If your cat has signs of droopy eye, schedule an appointment with a veterinarian (vet). After determining the underlying source, he will start care or recommend a specialist. Before the visit, prepare to answer questions about your pet's medical history. 

Felines with a sagging eye, protruding eyelid or a constricted pupil often have droopy eye, also known as Horner's syndrome. Origins of this malady vary. They range from brain damage to inner ear infections.

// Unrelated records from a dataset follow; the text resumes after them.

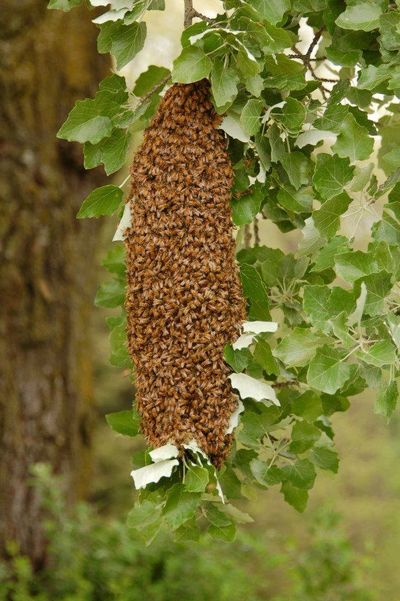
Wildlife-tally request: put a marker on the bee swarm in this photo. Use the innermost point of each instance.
(184, 298)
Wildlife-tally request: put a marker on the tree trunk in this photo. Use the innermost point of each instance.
(48, 59)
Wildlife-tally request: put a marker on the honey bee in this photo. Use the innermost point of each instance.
(184, 300)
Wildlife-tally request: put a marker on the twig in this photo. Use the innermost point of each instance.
(256, 232)
(307, 59)
(191, 13)
(247, 236)
(155, 88)
(188, 13)
(195, 13)
(315, 41)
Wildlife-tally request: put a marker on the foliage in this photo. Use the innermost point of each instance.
(313, 139)
(94, 559)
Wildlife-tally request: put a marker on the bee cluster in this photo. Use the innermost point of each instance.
(184, 298)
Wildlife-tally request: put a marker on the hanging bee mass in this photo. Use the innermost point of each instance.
(184, 298)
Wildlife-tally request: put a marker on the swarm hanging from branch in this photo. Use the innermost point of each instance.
(184, 298)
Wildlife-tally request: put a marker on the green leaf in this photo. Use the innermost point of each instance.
(297, 167)
(271, 10)
(315, 303)
(390, 31)
(224, 83)
(327, 371)
(292, 116)
(111, 152)
(265, 473)
(114, 261)
(388, 228)
(353, 141)
(263, 356)
(124, 422)
(255, 291)
(123, 41)
(325, 458)
(371, 77)
(327, 218)
(331, 175)
(246, 207)
(222, 526)
(180, 506)
(196, 479)
(86, 123)
(362, 16)
(308, 405)
(237, 359)
(64, 5)
(284, 73)
(325, 259)
(149, 79)
(304, 436)
(298, 347)
(250, 117)
(296, 497)
(378, 286)
(110, 294)
(192, 65)
(102, 201)
(387, 400)
(300, 474)
(380, 354)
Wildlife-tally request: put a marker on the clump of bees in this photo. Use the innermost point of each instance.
(184, 298)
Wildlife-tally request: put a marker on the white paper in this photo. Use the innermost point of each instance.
(153, 473)
(126, 221)
(231, 126)
(313, 136)
(234, 419)
(168, 451)
(110, 15)
(258, 327)
(250, 388)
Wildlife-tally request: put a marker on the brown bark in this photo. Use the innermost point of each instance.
(48, 59)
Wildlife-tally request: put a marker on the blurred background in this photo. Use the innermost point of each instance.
(65, 486)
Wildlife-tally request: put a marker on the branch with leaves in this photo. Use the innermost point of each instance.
(319, 161)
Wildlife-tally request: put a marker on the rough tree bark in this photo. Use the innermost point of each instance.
(47, 60)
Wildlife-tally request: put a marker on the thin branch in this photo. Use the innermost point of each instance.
(247, 236)
(315, 41)
(256, 232)
(195, 13)
(188, 13)
(155, 88)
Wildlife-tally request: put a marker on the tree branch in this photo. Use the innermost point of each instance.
(188, 13)
(191, 13)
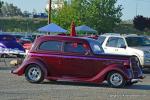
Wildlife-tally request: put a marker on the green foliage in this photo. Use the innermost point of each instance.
(10, 10)
(1, 4)
(102, 15)
(21, 24)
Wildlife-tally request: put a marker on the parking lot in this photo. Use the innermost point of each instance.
(13, 87)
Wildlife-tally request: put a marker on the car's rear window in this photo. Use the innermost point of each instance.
(51, 46)
(7, 38)
(74, 47)
(101, 39)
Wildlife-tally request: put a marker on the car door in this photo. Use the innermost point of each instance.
(115, 45)
(50, 51)
(76, 61)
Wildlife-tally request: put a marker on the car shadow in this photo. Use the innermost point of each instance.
(75, 84)
(138, 87)
(104, 85)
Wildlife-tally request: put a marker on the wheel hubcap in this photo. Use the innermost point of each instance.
(34, 73)
(116, 79)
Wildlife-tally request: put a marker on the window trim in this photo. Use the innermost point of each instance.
(38, 48)
(73, 52)
(117, 42)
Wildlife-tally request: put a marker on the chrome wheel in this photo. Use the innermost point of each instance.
(115, 79)
(34, 74)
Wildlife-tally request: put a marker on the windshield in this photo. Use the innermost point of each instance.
(7, 38)
(96, 47)
(137, 41)
(101, 39)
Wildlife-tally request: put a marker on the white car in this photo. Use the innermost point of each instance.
(134, 45)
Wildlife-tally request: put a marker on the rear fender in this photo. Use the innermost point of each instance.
(101, 76)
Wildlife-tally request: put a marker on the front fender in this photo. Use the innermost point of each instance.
(21, 69)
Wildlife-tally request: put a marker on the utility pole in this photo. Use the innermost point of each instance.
(49, 11)
(136, 8)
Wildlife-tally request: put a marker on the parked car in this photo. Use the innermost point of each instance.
(24, 40)
(9, 46)
(59, 58)
(138, 46)
(18, 37)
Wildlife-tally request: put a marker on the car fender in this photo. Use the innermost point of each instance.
(21, 70)
(102, 75)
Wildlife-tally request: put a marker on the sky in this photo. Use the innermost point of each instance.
(131, 8)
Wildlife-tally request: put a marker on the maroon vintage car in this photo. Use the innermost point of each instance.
(60, 58)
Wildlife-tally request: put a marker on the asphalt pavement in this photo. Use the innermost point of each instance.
(14, 87)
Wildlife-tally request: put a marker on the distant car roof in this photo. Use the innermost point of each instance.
(57, 37)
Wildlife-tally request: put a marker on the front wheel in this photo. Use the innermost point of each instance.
(116, 80)
(34, 74)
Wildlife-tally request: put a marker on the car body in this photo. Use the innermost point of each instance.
(64, 58)
(138, 46)
(9, 46)
(24, 40)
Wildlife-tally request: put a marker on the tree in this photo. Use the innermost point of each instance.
(103, 15)
(139, 22)
(10, 10)
(1, 4)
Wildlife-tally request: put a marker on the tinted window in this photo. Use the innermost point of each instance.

As a consequence, treatment isn't always simple.

Symptoms of Droopy Eye in Cats

Symptoms of droopy eye in cats manifest in their outward appearance. One or both of their eyes look abnormal. They also may have inflammation around the ears. Below are the usual signs: 

  • Sagging of the upper eyelid
  • Miosis, or contraction of the eye pupil
  • Elevated inner eyelid above the cornea
  • Sunken eyes or eye sockets 

Cats with symptoms of droopy eye need immediate care. Don't wait to take yours to a vet. Since the onset may be linked to a serious ailment, at times, early detection is vital to a full recovery.

Causes of Droopy Eye in Cats

Causes of droopy eye in cats differ. Discovering the underlying source for this malady is a vet’s first job. It's also the hardest, because no cat is immune. Also, almost half of the reported cases arise spontaneously for no obvious reason. Below are common triggers.

  • Spinal cord lesions near the eye nerves affecting their ability to function well or at all.
  • Brain injury (tumor or trauma) impacting neurons. As a result, signals related to eye movement or positioning fail.
  • Ear or eye infections spurring on a build up of substance, displacing eye mechanisms. Eyelids and sockets inflame, causing them to enlarge.
  • Idiopathic cases in which a vet finds no source or cause for droopy eye.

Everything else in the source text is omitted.